What Features and procedures are there to mitigate Water? I apologise if my post gave the impression that there are no mitigation processes. There are. Water is well understood in the industry.
Well for a start, Features / Design. The Aircraft has a water scavenge system. Water doesn't mix with fuel, it sinks to the bottom being about 20% denser than fuel, so at the very lowest point in the tank, the water scavenge system (Powered by the Aft Fuel Pump through a jet pump, a venturi like system) will suck up the 'fluid' at the very lowest point, where the water would collect and in Boeings words 'drip' that fluid into the path of the pump pickup inlet (but I'd describe it more as a 'squirt'). The idea being that a small amount of water injected into the fuel will be consumed by the engines harmlessly.
There is also agitation. The wing tank pumps are pretty much running constantly, from before engine startup to after engine shutdown.

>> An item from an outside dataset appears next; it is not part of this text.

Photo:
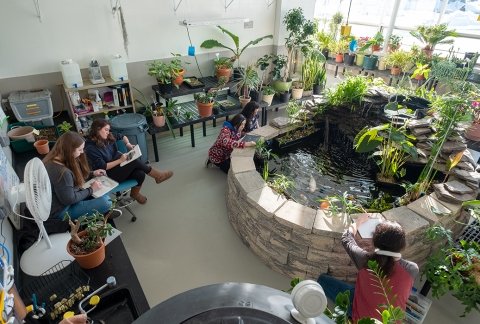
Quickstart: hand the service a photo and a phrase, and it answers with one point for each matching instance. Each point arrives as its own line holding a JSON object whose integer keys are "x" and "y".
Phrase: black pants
{"x": 135, "y": 170}
{"x": 224, "y": 166}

The pumps are quite violent to the fuel and supply more pressure then the engine could ever need. Any excess pressure is dumped right back into the tank, quite close to the pump, in a direction that would further stir up the fuel and help break up any water into suspended droplets.
This all works if there is a small amount of water in the fuel. The water scavenge pickup is right next to the pump inlet, but a bit lower. Little bits of water get managed. Looking at the pictures of the system, I'd say a couple of gallons of water would do no harm at all.
But if there was significantly more water in that tank. Guessing 10-30 + gallons, then the pump would be circulating water, or highly water rich fuel.
Then there's the suction pickup. Its in the same 'bay' as the aft fuel pump and located a little 'higher' than the pump inlet and water scavenge inlet. But also located between stringers that can separate out the settled water ( I wish I could share the pictures, but more than my job is worth ) I can imagine the suction pickup being in a pool of 'stagnant' water.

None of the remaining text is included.